Le domestique lui jeta un regard étrange.
— Un jour ou l’autre, je serai forcé de le faire.
La voleuse passa le reste de l’après-midi à parcourir les volumineux traités. Les textes, en latin ou en allemand, étaient le plus souvent obscurs, mais les illustrations fort explicites dégageaient un mystère, un certain érotisme malsain auxquels elle fut sensible.
À l’heure du dîner, elle alla s’asseoir en face de Marbœuf à la table de la salle à manger.
— Puis-je vous complimenter sur le choix de votre toilette ? commença celui-ci. Navré de ne pouvoir encore vous baiser la main, mais puisque vous ne m’avez pas trompé, ce sera peut-être possible bientôt.
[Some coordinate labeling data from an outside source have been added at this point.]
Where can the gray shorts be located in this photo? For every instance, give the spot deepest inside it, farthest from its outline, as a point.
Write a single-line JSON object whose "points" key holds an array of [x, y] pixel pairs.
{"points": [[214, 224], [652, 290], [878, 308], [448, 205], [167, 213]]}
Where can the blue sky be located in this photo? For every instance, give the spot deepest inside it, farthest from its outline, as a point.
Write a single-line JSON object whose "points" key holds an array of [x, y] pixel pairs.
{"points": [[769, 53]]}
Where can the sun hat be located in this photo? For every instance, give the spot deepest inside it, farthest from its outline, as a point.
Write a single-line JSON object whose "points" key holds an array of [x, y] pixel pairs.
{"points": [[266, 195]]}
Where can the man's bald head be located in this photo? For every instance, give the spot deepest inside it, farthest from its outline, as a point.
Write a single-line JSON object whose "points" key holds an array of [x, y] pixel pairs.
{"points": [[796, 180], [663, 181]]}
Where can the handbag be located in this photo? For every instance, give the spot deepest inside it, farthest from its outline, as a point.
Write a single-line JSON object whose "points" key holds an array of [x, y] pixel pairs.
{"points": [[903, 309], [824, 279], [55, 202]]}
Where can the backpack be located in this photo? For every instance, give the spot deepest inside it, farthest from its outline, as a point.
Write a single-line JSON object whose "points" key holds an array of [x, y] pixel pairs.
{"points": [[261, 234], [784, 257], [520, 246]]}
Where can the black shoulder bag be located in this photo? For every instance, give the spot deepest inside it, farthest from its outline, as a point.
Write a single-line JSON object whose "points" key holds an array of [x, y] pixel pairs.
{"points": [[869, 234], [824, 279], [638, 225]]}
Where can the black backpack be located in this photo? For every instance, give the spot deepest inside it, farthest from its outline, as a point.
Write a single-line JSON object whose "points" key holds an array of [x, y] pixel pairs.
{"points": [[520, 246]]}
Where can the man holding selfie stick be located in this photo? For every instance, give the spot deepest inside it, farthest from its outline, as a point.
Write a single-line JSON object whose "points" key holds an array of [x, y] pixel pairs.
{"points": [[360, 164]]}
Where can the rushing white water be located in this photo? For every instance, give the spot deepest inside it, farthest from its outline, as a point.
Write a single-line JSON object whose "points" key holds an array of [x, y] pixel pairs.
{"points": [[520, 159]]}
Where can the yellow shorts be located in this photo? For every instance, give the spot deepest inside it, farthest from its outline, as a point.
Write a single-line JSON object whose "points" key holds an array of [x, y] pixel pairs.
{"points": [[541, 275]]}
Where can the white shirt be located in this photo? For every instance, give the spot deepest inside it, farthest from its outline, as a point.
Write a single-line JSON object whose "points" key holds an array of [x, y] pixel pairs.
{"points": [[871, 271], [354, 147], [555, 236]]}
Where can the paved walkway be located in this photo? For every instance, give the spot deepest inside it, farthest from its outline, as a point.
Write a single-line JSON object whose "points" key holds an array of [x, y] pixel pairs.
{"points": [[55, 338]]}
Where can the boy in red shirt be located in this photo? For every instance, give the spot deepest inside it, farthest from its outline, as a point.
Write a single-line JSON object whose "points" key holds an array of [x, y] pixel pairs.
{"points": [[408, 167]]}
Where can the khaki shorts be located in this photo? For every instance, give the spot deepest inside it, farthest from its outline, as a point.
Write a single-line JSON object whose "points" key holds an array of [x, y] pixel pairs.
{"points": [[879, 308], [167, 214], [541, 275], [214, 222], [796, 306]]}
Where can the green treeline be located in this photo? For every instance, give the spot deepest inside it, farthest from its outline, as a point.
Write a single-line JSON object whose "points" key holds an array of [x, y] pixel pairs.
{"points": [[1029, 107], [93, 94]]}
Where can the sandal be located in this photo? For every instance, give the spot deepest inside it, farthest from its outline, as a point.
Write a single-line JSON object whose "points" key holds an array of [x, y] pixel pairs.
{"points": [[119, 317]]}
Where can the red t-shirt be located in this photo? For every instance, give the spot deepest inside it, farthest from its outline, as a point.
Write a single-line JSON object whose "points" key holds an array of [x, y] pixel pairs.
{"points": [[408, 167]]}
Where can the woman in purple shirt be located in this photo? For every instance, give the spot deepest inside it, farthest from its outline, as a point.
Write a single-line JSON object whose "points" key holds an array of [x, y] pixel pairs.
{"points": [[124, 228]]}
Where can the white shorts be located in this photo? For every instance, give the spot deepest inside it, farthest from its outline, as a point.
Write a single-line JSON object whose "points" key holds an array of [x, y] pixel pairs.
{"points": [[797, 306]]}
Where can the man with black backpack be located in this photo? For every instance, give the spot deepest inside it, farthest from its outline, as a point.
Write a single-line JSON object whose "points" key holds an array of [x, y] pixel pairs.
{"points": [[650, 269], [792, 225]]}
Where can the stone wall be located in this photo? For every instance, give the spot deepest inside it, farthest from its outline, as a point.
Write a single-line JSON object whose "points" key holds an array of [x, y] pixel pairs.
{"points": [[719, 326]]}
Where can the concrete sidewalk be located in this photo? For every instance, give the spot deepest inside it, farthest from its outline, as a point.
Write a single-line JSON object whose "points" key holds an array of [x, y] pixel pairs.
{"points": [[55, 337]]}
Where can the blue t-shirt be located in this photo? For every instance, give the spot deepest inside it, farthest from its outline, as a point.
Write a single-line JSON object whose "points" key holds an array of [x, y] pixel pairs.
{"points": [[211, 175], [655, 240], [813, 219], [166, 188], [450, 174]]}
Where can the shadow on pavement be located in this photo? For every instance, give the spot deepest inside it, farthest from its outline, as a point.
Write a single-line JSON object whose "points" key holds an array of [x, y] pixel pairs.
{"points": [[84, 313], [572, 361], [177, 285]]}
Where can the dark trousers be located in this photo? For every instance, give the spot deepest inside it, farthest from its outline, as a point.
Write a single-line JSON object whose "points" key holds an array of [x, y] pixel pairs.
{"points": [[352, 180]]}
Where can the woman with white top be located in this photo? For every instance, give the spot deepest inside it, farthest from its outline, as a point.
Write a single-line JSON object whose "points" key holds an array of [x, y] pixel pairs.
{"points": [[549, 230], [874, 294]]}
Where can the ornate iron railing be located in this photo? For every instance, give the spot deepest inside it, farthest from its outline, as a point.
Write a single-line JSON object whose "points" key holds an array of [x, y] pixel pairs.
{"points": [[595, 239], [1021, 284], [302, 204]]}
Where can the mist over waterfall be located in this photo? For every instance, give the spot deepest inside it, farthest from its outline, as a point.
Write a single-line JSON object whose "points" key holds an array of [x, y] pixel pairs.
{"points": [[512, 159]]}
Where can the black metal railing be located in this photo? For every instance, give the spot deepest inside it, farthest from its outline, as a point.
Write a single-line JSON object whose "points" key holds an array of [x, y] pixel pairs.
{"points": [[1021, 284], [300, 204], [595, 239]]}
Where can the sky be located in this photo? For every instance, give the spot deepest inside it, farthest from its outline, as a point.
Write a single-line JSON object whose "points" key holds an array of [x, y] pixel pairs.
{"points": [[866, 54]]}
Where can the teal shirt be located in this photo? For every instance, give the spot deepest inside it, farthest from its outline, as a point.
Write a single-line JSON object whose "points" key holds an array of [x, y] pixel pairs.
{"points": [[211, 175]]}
Le mal de l’écrivain avait régressé pendant la nuit. Un observateur inattentif ne s’en serait sans doute pas aperçu mais le fait demeurait : son visage semblait un peu moins décharné, ses lèvres plus pleines. Et si la chair était toujours rongée, elle ne s’arrachait plus par lambeaux. Tandis que Marbœuf évoquait à loisir, pour une auditrice muette, les qualités de la nouvelle qu’il venait d’écrire, l’impassible Baptiste servait. Ses yeux allaient sans cesse de la voleuse à son maître. Elle remarqua que les iris en étaient jaunes, presque dorés.
Les deux convives mangèrent du bout des lèvres, s’étudiant l’un l’autre avec attention.
— Accepteriez-vous de me raconter une autre histoire, ce soir ? demanda Marbœuf après les liqueurs. C’est, semble-t-il, la seule occasion où il me soit donné d’entendre longuement votre voix.
— Quel tact dans le commandement ! dit-elle avant de se lever pour le suivre.
Dans le bureau, elle remarqua le petit manuscrit posé près de la machine à écrire. Rosie. Le premier baume de Charles Marbœuf.
— Que diriez-vous d’une histoire d’île déserte ? demanda-t-elle lorsque tous deux eurent repris leur place de la veille.
— Comme il vous plaira, accepta Marbœuf, stylo en main. Le thème m’importe peu. Qu’elle soit inédite est tout ce qui compte.
— Je vous en réponds sur ma vie, sourit-elle.
— En effet…
L’instant d’après, la voleuse se lançait dans une nouvelle narration.